In the immortal words of George Washington, "My first wish is to see this plague of mankind, war, banished from the earth. My second wish is to get sloshed."
"Beer is proof that Ben Franklin loved us and wanted us to be bifocals."
If you think that modern Americans hit the sauce too much, be glad you weren't alive during Colonial times, aka "the saucy years." (History writers, feel free to use that term in American history textbooks in place of "Colonial America.") The Atlantic recently took a look at the work of Dr. Benjamin Rush, a signer of the Declaration of Independence and an early supporter of temperance. One of the things they found is that early Americans drank a fuckton more than us, starting immediately after the signing of the constitution:
Over the next four decades, Americans kept drinking steadily more, hitting a peak of 7.1 gallons of pure alcohol per person per year in 1830. By comparison, in 2013, Americans older than 14 each drank an average of 2.34 gallons of pure alcohol.

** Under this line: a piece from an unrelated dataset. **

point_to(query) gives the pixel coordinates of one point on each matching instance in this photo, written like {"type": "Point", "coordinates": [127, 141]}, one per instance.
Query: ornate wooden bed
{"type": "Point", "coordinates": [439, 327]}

Part of the drinking was a health concern — water back then wasn't always safe to drink. Americans also thought that booze could help various health concerns. According to Ed Crews, writing at History.org:
To their minds, drink kept people warm, aided digestion, and increased strength. Not only did alcohol prevent health problems, but it could cure or at least mitigate them. They took whiskey for colic and laryngitis. Hot brandy punch addressed cholera. Rum-soaked cherries helped with a cold. Pregnant women and women in labor received a shot to ease their discomfort.
And those were far from the only drinks the early Americans had. Colonists also drank wine and cider, strong beers and "small" beers (another term for low-alcohol beer), punches, flips, and more. Hell, I'm surprised Felicity wasn't constantly sucking down applejack in the American Girl books. Or was she? It's been a long time since I've read those. Were they stories about a drunk 10-year-old?
Beyond the health concerns of the Colonial Era, it should be no surprise that there was also an element of early Americans just wanting to drink some damn booze. Like this fellow from Georgia, as quoted by Ed Crews:
If I take a settler after my coffee, a cooler at nine, a bracer at ten, a whetter at eleven and two or three stiffners during the forenoon, who has any right to complain?
Your internal organs, for one. I think they have a right. And that was Dr. Rush's point when he started discussing temperance all the way back in the 1780s — that there are legitimate health concerns to drinking too much. If you look at Rush's moral thermometer, he actually sounds a lot like doctors today:
Hm. I do like Serenity of Mind, but I also like Punch. (via The Atlantic)
Basically, you can drink, but do it with moderation, people. Our water is mostly clean, so you don't have a good excuse.